Contemporary influences include the dark web, the rave scene, and the sex traffic world.  It wraps up in an appropriately hazy fashion.

I can already think of several people to recommend this one to, and got it in just under the wire in 2019, having been gifted it for Christmas.  Recommended for readers wanting to hit genre beats in an unusual fashion.

Sunday, December 29, 2019

#62: The Greatest Love Story Ever Told by Megan Mullally and Nick Offerman

Multi-talented actors and married performers Megan Mullally and Nick Offerman riff on life, marriage, and fame in The Greatest Love Story Ever Told.

Your interest in this will be measured by your interest in their careers, especially in the TV shows Will and Grace and Parks and Rec.  Both had fan-favorite roles in their respective programs.  But their theatre and personal lives are as interesting.

I listened to this on audiobook, performed by the couple, and I can't imagine actually reading it; it seemed like they were riffing and chatting during most of the recording, which added to the enjoyment.

I checked this out from the New Castle-Henry County Public Library and consumed it quickly.

Monday, December 23, 2019

#61: The Devil's Dollar Sign by Joe Millard

The Man with No Name is hunting bad guys and gold, while an alleged preacher--who has a gun hidden in a bible--hunts him in return in Joe Millard's The Devil's Dollar Sign.

Millard wrote a series of spin-off novels from Sergio Leone's Man with No Name film trilogy featuring Clint Eastwood, and these paperbacks seem somewhat elusive in the wild.  I was happy to find one in a three-for-a-dollar bin at a flea market in Frankfort, Indiana.

I was a bit disappointed in the story.  The protagonist really doesn't act much like the Eastwood character, and the book feels overwritten; but perhaps I was expecting a more laconic experience that would mirror the movies. 

The over-the-top trappings of the spaghetti western are more or less intact, however, with not only the gun-toting preacher but a murderous Apache chief and a mysterious hermit who might not be as crazy as he seems.

I would be inclined to pick another up if I found one for collectability but found it only an average western that I read quickly over holiday break.

Friday, December 20, 2019

#60: The Lady in the Lake by Laura Lippman

In late 60s Baltimore, a woman leaves her husband and becomes a newspaper reporter, finding herself in the middle of two murders--one a white child and the second the young black woman of the title-- navigating both the men's world of the newsroom and the attentions of two killers in Laura Lippman's The Lady in the Lake.

Lippman paints on a broad canvas, vividly recreating a time and place, with a vast cast of characters-- from reporters to cops to waitresses to the victims themselves, and even a famous Baltimore Orioles player of the era. 

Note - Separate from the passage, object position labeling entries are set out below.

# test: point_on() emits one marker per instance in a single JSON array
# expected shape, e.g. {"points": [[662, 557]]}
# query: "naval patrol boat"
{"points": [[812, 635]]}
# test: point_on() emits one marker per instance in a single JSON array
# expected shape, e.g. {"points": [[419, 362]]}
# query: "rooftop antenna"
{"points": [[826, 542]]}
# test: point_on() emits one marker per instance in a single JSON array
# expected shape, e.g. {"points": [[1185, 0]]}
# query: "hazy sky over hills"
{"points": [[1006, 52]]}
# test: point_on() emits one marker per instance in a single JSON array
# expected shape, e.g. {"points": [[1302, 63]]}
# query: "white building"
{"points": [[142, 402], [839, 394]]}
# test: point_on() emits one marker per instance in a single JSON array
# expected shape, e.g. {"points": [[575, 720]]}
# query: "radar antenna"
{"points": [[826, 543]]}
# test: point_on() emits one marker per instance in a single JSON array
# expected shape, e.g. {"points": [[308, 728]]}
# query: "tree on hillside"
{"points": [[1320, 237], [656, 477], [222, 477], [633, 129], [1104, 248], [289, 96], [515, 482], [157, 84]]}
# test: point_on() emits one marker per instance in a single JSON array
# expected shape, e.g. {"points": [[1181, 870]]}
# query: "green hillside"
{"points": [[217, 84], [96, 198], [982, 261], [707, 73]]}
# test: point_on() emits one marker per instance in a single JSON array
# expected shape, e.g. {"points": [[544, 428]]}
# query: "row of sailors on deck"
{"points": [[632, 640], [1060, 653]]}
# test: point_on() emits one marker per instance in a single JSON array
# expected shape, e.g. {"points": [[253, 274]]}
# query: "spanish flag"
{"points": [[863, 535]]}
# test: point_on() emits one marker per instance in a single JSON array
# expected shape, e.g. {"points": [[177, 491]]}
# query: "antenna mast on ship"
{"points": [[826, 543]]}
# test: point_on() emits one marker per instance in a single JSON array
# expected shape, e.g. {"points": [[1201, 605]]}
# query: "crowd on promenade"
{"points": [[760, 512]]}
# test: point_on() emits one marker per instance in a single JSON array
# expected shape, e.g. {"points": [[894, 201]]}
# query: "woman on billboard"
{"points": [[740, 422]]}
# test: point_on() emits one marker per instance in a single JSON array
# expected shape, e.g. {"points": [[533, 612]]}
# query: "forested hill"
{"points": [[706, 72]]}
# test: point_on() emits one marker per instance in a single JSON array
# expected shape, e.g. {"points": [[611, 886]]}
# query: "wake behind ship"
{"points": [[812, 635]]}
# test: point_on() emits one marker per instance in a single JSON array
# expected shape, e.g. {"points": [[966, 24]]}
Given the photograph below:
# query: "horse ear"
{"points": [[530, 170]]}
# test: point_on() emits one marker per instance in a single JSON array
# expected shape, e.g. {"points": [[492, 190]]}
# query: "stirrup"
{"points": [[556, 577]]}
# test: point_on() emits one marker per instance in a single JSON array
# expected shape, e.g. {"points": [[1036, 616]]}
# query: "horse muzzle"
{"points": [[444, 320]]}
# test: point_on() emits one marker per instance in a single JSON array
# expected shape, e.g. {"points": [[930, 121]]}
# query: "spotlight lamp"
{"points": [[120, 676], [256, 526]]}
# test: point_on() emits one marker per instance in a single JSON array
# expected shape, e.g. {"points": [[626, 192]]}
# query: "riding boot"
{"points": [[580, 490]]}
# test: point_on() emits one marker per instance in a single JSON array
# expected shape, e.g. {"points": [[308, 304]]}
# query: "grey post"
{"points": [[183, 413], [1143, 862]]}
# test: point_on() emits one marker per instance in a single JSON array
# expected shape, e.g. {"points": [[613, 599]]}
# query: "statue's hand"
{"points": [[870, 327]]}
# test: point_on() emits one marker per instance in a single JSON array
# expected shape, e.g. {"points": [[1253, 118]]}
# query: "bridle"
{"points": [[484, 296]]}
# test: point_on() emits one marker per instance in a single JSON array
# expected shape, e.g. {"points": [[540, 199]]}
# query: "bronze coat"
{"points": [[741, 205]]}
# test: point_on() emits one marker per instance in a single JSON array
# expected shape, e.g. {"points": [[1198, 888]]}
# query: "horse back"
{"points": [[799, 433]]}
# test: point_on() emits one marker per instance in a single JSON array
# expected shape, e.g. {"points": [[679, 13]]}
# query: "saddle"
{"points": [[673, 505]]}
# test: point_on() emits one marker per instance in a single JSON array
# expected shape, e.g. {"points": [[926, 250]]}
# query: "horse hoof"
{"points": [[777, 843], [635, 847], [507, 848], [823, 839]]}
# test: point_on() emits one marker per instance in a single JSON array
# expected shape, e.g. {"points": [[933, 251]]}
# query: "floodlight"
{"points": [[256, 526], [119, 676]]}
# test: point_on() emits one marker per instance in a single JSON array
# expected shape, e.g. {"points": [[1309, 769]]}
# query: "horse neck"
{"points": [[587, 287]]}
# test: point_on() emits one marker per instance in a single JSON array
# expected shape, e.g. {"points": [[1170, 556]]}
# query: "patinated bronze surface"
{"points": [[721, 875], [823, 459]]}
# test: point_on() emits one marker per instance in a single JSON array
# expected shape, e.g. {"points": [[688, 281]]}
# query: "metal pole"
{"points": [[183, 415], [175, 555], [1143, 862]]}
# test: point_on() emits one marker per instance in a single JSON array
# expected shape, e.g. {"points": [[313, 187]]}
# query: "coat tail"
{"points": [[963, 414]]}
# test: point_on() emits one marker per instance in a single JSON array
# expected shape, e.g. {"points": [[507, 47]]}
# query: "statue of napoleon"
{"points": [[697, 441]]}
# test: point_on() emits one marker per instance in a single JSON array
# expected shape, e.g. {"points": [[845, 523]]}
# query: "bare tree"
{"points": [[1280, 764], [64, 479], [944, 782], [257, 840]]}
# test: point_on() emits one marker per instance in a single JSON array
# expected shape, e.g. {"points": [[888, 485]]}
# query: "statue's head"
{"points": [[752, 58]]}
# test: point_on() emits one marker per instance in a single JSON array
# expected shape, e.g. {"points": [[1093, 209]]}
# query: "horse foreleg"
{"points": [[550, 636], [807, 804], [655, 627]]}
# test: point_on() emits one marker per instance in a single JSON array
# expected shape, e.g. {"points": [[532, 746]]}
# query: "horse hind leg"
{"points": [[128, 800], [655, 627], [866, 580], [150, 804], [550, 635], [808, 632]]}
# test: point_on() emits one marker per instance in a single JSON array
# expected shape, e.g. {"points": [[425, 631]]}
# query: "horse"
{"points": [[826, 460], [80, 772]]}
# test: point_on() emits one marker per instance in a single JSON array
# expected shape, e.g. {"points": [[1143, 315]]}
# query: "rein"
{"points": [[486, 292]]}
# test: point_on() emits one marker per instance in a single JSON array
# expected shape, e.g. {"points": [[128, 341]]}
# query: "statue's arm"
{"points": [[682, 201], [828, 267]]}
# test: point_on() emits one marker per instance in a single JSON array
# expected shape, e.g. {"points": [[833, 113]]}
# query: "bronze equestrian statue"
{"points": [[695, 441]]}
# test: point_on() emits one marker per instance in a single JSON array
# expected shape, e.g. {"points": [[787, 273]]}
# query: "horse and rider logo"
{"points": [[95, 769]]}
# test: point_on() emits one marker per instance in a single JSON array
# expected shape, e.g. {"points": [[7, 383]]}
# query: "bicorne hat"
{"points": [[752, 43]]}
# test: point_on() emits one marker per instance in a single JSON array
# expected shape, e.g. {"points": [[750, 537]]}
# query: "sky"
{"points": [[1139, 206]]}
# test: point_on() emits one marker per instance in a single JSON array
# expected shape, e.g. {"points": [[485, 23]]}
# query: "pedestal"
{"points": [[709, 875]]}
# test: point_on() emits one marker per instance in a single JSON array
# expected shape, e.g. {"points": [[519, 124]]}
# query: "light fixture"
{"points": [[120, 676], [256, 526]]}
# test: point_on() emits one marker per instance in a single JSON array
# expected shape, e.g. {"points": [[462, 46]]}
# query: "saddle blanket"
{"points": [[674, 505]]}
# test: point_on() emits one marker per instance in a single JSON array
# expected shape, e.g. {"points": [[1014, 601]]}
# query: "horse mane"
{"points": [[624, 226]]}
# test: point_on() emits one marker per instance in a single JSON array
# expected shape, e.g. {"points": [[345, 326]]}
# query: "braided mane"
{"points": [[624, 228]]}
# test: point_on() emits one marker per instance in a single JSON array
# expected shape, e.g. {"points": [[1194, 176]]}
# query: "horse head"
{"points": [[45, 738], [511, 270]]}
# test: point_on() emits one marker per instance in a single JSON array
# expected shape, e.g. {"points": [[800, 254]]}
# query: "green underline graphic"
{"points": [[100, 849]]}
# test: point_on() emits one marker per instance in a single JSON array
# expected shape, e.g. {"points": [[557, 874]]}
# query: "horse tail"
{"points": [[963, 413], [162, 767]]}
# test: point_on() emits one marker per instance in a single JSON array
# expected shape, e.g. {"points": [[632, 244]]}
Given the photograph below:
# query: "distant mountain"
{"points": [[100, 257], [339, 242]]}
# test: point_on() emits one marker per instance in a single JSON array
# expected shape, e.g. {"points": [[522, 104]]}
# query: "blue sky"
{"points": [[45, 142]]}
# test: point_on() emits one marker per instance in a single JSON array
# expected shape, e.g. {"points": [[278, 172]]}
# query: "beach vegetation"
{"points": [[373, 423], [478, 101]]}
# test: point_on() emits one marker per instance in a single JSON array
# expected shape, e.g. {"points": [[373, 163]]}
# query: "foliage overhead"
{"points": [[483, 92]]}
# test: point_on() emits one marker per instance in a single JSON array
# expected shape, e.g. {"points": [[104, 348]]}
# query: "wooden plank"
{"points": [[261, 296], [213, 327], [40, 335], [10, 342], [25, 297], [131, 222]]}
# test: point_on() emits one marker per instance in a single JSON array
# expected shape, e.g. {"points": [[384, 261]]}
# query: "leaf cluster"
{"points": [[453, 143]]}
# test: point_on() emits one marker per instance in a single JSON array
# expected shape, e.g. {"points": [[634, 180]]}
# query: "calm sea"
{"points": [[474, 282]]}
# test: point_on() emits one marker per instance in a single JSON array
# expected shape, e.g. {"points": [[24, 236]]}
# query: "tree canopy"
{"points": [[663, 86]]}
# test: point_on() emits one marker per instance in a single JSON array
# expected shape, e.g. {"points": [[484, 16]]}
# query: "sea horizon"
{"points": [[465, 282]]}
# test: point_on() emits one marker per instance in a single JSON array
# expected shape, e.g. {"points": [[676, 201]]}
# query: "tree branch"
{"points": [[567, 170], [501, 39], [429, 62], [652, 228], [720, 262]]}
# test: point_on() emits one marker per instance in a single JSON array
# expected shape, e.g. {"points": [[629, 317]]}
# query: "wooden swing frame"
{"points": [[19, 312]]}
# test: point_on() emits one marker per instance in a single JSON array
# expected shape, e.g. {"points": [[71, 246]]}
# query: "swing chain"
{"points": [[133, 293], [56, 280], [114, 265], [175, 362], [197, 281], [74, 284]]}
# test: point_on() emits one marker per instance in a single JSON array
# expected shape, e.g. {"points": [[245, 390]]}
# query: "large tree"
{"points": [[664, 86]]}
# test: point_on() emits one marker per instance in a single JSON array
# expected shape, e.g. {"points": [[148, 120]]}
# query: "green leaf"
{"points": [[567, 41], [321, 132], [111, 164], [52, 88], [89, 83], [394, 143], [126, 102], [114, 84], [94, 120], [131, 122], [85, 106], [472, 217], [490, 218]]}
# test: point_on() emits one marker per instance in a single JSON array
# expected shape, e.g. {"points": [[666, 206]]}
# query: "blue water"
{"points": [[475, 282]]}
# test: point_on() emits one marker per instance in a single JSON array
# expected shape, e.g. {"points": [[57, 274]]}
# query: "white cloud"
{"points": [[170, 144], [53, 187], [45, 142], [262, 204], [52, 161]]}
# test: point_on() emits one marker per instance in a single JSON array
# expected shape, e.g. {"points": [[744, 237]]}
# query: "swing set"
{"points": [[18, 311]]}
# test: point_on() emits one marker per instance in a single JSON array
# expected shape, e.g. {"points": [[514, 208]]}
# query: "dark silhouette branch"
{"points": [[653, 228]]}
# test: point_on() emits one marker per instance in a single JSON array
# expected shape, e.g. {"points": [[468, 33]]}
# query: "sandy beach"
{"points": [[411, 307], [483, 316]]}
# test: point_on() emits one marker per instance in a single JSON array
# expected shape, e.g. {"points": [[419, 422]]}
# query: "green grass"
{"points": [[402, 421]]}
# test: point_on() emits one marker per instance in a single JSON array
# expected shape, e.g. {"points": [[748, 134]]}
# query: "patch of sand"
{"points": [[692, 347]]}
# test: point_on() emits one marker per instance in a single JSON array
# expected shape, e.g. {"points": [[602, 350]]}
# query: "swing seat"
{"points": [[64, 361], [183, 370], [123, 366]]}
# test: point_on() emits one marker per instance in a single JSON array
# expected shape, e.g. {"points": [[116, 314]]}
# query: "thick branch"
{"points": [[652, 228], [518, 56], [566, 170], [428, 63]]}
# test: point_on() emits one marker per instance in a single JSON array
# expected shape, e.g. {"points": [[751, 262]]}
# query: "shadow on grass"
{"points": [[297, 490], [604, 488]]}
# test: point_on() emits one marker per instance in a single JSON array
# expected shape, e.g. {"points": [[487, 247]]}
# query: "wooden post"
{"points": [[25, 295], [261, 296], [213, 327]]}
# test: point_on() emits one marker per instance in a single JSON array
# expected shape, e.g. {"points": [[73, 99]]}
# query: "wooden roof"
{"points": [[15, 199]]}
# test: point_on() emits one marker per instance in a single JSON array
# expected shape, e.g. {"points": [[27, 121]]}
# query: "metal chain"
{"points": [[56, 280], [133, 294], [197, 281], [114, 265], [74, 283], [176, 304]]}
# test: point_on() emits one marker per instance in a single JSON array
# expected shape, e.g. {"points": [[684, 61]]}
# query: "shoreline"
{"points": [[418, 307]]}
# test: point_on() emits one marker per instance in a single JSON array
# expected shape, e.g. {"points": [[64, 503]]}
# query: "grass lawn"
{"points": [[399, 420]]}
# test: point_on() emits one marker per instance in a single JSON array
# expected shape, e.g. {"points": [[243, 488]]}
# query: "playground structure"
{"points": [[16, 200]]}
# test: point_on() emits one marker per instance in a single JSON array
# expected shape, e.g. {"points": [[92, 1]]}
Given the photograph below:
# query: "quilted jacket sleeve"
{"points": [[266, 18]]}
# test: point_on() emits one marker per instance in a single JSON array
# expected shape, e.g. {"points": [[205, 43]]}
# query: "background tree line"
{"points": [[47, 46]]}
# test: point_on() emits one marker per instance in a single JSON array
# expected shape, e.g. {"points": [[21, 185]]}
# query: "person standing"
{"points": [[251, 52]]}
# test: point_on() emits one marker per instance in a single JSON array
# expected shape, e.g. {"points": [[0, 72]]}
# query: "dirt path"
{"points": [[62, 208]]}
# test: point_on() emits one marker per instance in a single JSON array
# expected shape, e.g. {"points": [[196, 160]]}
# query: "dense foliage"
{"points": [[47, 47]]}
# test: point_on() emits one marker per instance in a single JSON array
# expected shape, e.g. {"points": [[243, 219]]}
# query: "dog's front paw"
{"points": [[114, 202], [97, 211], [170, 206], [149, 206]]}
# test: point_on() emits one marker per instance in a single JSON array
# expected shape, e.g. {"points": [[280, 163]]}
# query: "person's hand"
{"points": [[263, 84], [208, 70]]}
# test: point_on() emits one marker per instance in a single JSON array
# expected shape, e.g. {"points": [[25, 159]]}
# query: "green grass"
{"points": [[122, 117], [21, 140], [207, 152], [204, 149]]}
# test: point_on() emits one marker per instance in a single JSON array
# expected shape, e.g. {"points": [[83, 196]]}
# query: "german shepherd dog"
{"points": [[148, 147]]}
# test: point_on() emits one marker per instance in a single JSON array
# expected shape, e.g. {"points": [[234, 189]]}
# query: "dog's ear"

To me at least, this constantly shifting POV diffused the narrative a bit, and the story seems to more or less wrap up about three-quarters of the way through.  But I enjoyed the setting and storytelling well enough to seek out more from Lippman.

I listened to a good audiobook read of this on loan from the Henry County-New Castle Public Library in New Castle, Indiana.